Significance. If the separation condition holds and the empirical gains are robust, the work supplies a lightweight, unsupervised criterion for token-level unlearning that avoids auxiliary models or annotations. The alignment of learned scores with ground-truth spans and the outperformance on standard benchmarks indicate a practical advance in precise, retain-preserving unlearning for autoregressive models.
major comments (3)
- [§3] §3 (formalization and separation condition): The central theoretical claim—that joint optimization recovers the oracle forget-specific support—rests on an unstated or only informally described 'natural separation condition.' No explicit mathematical statement, proof sketch, or empirical check (e.g., gradient-overlap statistics on TOFU/RWKU) is provided; if the condition fails when retain and forget gradients overlap on many tokens, the derivation does not hold and ATWU reduces to an ad-hoc linear scorer whose superiority must be justified purely empirically.
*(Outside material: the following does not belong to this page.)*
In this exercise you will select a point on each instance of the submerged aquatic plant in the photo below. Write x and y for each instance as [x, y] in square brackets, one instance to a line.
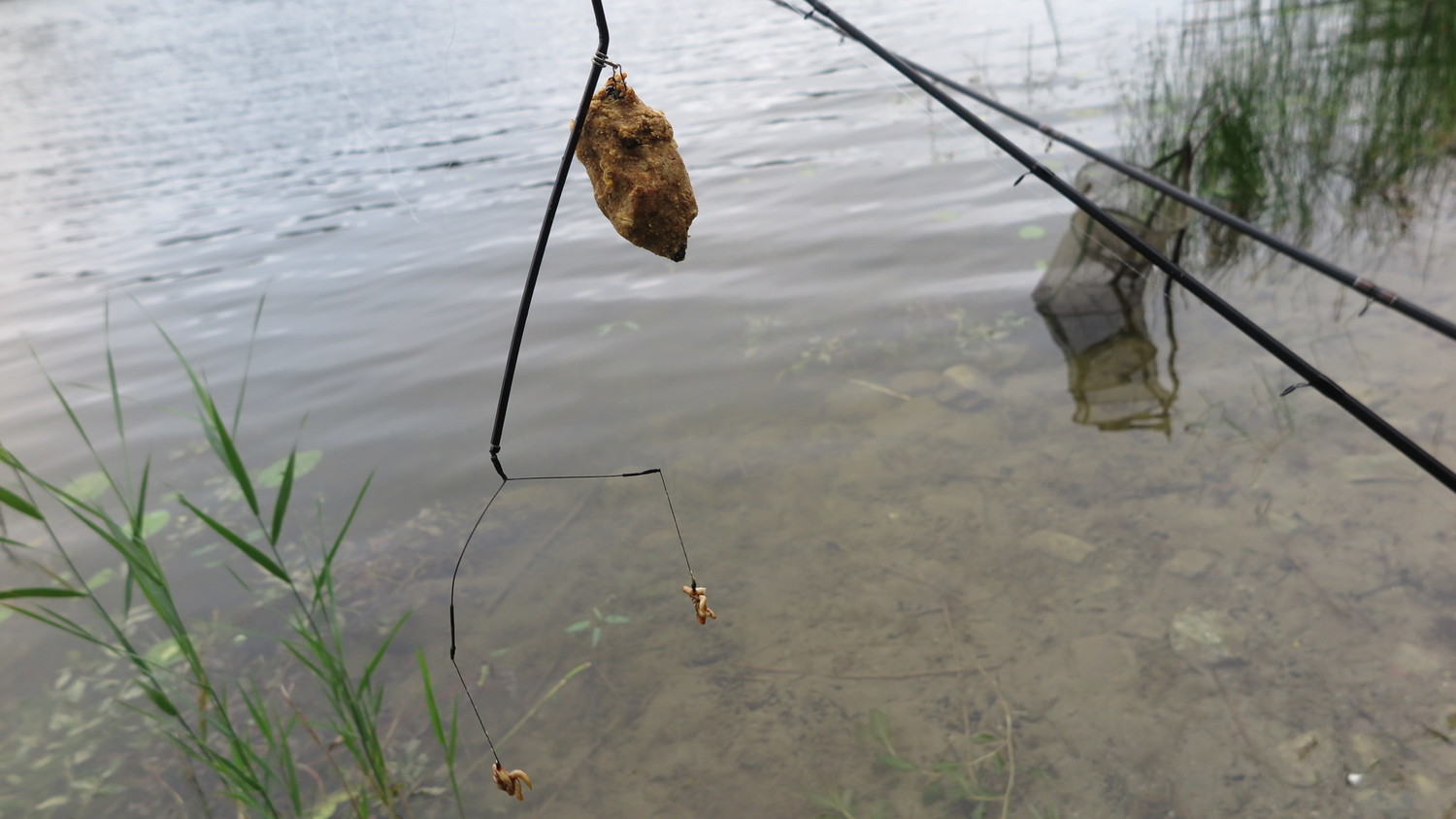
[242, 739]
- [§4] §4 (ATWU algorithm and linear scorer): The alternating optimization jointly learns the linear scorer and model parameters, yet no ablation isolates the contribution of the learned token weights versus the alternating schedule or the choice of hidden-state features; without these controls it is unclear whether the reported trade-off improvements are attributable to the proposed token-level mechanism.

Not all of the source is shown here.